Een apotheker, ook wel aangeduid als farmaceut, is een deskundige op het gebied van geneesmiddelen. In Nederland en België is de titel apotheker beschermd door de wet. In België is een apotheker de enige die geneesmiddelen die op recept of voorschrift worden verstrekt mag bereiden en afleveren. In Nederland is het bezit van een apotheek sinds 1999 niet langer voorbehouden aan een apotheker.

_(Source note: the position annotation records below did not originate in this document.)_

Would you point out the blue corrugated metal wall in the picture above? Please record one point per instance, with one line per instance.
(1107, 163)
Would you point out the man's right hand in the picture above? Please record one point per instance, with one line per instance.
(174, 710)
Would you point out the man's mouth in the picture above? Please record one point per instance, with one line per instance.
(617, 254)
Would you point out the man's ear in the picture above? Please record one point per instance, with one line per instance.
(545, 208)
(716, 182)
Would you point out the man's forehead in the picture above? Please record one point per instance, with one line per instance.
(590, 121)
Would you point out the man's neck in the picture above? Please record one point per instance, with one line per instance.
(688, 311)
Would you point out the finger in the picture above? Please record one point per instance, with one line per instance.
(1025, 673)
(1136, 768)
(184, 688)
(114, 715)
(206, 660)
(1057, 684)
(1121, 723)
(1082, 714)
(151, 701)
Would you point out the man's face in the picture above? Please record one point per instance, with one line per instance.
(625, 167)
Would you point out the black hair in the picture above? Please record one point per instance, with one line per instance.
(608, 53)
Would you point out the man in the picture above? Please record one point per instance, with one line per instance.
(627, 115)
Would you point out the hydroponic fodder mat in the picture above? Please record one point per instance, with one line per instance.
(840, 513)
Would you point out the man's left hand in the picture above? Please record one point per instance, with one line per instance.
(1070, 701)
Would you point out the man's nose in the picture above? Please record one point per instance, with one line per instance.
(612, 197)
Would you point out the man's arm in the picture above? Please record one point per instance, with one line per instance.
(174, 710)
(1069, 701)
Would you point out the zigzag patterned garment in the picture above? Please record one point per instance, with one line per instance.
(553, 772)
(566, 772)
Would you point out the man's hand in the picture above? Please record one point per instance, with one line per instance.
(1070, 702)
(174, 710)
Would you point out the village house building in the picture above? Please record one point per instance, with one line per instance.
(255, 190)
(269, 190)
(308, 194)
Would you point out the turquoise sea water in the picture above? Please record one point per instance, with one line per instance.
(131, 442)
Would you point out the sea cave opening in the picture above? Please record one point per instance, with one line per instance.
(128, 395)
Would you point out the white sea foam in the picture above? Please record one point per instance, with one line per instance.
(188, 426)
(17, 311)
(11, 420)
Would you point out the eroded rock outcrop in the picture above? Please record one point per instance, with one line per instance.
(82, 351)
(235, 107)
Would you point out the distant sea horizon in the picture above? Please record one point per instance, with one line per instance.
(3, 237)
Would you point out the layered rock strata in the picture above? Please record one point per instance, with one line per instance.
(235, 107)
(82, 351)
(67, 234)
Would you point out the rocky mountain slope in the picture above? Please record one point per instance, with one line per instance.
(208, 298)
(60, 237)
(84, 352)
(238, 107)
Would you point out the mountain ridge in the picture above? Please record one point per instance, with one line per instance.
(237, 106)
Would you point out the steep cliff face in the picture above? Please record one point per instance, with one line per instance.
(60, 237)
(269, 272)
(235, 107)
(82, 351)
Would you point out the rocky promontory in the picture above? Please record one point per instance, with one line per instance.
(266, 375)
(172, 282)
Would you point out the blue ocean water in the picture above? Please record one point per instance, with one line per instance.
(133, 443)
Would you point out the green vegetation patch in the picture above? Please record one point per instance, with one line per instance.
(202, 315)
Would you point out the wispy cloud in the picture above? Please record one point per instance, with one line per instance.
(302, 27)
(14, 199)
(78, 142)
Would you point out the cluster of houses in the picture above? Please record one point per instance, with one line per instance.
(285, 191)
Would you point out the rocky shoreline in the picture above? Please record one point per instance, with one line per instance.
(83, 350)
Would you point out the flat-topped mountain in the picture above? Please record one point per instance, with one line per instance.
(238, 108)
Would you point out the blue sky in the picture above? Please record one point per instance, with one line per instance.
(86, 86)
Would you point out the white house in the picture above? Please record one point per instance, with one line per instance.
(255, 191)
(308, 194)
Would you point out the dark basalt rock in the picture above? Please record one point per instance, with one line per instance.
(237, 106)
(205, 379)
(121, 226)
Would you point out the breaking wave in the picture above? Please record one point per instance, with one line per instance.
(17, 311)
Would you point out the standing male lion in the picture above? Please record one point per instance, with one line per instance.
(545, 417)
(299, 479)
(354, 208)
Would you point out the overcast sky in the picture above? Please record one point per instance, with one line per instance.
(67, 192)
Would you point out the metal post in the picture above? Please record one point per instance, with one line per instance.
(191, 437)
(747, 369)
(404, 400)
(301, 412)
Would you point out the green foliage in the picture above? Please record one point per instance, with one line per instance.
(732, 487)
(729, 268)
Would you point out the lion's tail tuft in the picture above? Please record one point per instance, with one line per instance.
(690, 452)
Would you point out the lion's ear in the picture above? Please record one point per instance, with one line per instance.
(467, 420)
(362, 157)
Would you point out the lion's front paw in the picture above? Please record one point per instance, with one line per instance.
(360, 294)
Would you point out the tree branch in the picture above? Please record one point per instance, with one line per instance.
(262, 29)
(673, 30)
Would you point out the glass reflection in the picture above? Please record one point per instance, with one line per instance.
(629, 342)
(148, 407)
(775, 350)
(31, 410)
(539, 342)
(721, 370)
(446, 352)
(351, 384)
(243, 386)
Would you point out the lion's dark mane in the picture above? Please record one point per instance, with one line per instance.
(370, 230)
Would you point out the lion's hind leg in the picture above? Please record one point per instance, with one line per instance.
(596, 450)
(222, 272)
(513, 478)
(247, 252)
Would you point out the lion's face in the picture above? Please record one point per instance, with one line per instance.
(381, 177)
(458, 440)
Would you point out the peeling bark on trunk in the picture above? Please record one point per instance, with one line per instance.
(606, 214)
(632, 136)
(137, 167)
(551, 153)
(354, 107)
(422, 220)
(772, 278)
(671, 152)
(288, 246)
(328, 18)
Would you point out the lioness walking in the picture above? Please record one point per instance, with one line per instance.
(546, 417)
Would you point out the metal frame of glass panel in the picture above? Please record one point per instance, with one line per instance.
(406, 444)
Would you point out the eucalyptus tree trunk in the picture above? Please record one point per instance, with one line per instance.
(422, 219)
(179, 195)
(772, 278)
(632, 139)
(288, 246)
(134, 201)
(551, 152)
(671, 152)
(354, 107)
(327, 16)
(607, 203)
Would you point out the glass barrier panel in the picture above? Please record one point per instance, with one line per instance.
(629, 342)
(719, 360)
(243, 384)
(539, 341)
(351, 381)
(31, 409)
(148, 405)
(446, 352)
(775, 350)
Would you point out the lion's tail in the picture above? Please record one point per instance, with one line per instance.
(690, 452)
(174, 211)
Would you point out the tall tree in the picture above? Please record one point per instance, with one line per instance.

De apotheker is verantwoordelijk voor de controle op de geschiktheid, de dosering en de toedieningsvorm van het geneesmiddel en is expert inzake onverenigbaarheden (interacties) met andere geneesmiddelen. De apotheker is verantwoordelijk voor de geneesmiddelen die hij of zij aflevert, ook als het voorschrift van de arts foutief is. De apotheker is ook specialist op het vlak van zelfzorggeneesmiddelen, fytotherapie, diergeneeskundige geneesmiddelen, magistrale en officinale bereidingen en dermatocosmetische producten, en adviseert de patiënt over hun goed gebruik. Hiervoor houdt hij rekening met de leeftijd, het geslacht, eventuele aandoeningen (bijvoorbeeld van het hart, de lever, de nieren), een eventuele zwangerschap of borstvoeding, enzovoort van de patiënt.
Een vrouwelijke apotheker wordt gewoonlijk ook apotheker genoemd, hoewel volgens zowel het Groene Boekje als Van Dale de vrouwelijke vorm apothekeres ook mogelijk is.
In een apotheek kunnen ook apothekersassistenten werken. Deze assistenten stellen de op een recept voorgeschreven middelen ter hand aan de patiënten (klanten) onder toezicht van een of meer apothekers.